Russia, China and Iran are the “Big Three” players when it comes to election influence efforts, the ODNI official said. “Russia is a pre-eminent threat, Iran is a chaos agent, and China is holding fire on the presidential race,” the official said.

“We are beginning to see Russia target specific voter demographics, promote divisive narratives and denigrate specific politicians. Moscow seeks to shape electoral outcomes, undermine electoral integrity and amplify domestic divisions,” the ODNI official said. 

“To accomplish this, Moscow is using a variety of approaches to bolster its messaging and lend an air of authenticity to its efforts. This includes outsourcing its efforts to commercial firms to hide its hand and laundering narratives through influential U.S. voices,” the official said.

China is taking a more cautious approach than Russia, as it believes both political parties are “seeking to contain Beijing,” the official said. But China’s information operations are aimed at influencing public opinion more broadly, and it is trying “to expand its ability to collect and monitor data on U.S. social media platforms, probably to better understand and eventually manipulate public opinion,” the official said.

China’s information operations are being carried out on TikTok, as well as other social media sites, the official added.

U.S. intelligence agencies are looking to see whether China will try to shape the outcomes of specific congressional races, as it did in the 2022 midterm elections, the official said.

The emergence of AI technology is an “accelerant” for election influence efforts by foreign actors, the official said, allowing the rapid creation of false content that appears authentic.

In the run-up to the November election, U.S. agencies will be looking out for foreign actors to create deepfakes of politicians, “to flood the information space with false or misleading information” and “to sow doubt about what is real,” the official said.

In Taiwan’s elections in January, operatives most likely linked to the Chinese government posted dozens of videos online featuring AI-generated newscasters describing purported scandals about Taiwan’s president at the time, the official said. And in India’s recent elections, millions of people clicked on AI-generated ads purporting to show Prime Minister Narendra Modi and other politicians, both living and dead, talking about controversial issues, the official added.

U.S. intelligence and law enforcement agencies are also tracking information operations that are not necessarily directly tied to the election but illustrate how foreign governments try to seize on certain issues to worsen divisions in the U.S. or embarrass the U.S. government.

In an example of “election adjacent” information warfare, Iran has sought to amplify domestic criticism of U.S. policy on the Israel-Hamas war in Gaza, National Intelligence Director Avril Haines said in a statement earlier Tuesday. 

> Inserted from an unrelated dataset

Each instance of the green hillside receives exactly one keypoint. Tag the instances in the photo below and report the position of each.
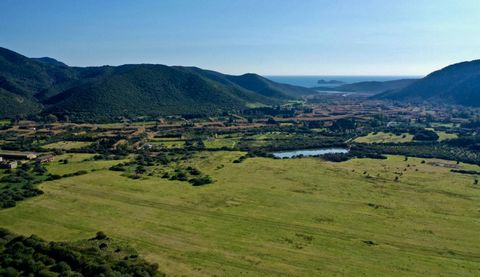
(45, 85)
(454, 84)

“In recent weeks, Iranian government actors have sought to opportunistically take advantage of ongoing protests regarding the war in Gaza, using a playbook we’ve seen other actors use over the years,” Haines said. “We have observed actors tied to Iran’s government posing as activists online, seeking to encourage protests and even providing financial support to protesters.”

Haines acknowledged that Americans “in good faith” take part in protests over the conflict in Gaza and that freedom to express diverse opinions is “essential to our democracy.” She added that “it is also important to warn of foreign actors who seek to exploit our debate for their own purposes.”

Her statement about Iran’s influence activities and the ODNI’s news briefing on the election “threat landscape” are part of a new effort by the intelligence community to keep the public informed about foreign efforts to influence America’s democratic processes, officials said.

Lawmakers have urged U.S. intelligence and law enforcement agencies to take a more proactive approach and alert the public about foreign interference efforts. The chairman of the Senate Intelligence Committee, Mark Warner, D-Va., praised the agencies’ latest efforts.

“I have long pushed the intelligence community to be more open with the public about the complex and serious foreign influence threats targeting the United States — particularly in the context of U.S. elections. Today’s press briefing is a strong step in that direction,” Warner said in a statement.